Unlike either of these cases, the plaintiffs here are not suing on the mere principle of disagreeing with San Francisco, but because of that city’s direct attack and disparagement of their religion.

The Catholic League analysis would support the court’s conclusion that the Oklahoma Muslim plaintiff had standing to challenge the constitutional provision banning the consideration of Sharia law, on the grounds that it too involves a “[state]’s direct attack and disparagement of [his] religion.”

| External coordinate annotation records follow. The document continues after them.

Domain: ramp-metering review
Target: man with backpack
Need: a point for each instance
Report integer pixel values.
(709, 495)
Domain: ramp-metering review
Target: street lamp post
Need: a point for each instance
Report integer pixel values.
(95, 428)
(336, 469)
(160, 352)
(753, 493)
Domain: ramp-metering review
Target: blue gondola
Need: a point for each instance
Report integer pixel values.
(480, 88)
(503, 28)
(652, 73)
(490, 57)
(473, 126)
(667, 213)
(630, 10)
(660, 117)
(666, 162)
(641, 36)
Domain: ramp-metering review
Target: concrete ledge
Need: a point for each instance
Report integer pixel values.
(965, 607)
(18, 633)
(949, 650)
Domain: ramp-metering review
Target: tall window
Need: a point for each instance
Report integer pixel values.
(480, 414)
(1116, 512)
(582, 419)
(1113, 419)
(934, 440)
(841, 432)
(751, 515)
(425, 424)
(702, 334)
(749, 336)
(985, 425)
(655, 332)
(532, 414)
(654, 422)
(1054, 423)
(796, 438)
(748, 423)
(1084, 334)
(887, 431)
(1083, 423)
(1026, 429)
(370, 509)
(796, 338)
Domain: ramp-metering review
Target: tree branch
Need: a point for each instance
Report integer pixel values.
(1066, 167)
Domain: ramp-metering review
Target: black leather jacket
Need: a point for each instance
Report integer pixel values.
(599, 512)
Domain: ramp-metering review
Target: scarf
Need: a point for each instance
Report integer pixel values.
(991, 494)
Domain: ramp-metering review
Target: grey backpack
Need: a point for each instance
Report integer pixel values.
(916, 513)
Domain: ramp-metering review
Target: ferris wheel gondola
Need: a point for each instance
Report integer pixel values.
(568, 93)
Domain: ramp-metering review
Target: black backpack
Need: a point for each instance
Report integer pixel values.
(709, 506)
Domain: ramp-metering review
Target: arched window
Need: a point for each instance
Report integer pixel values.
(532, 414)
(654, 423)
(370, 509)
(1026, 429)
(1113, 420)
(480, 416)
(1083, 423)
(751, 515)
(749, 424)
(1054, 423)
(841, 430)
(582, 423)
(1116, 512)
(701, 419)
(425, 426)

Nonetheless, it seems to me that the weight of circuit opinion, and the implications of the Supreme Court’s Valley Forge case, point against standing; and the Catholic League majority was mistaken in trying to distinguish those cases on grounds of the supposed specificity and localism of the condemnation of religion (since those grounds, even if relevant to the substantive question, aren’t relevant to the standing issue). Catholic League is of course binding in the Ninth Circuit, but I suspect that the Tenth Circuit would not follow the view of the Catholic League majority. The suspicion is not a certainty, partly because the Tenth Circuit cases I cite found standing by stressing the need for direct contact, rather than rejecting standing because of the absence of direct contact — it’s possible that the Tenth Circuit would conclude that direct contact is sufficient but not necessary for standing, or adopt the distinction urged by the Catholic League majority. Still, I would think that in the Tenth Circuit the likely result would be no standing in the Oklahoma case.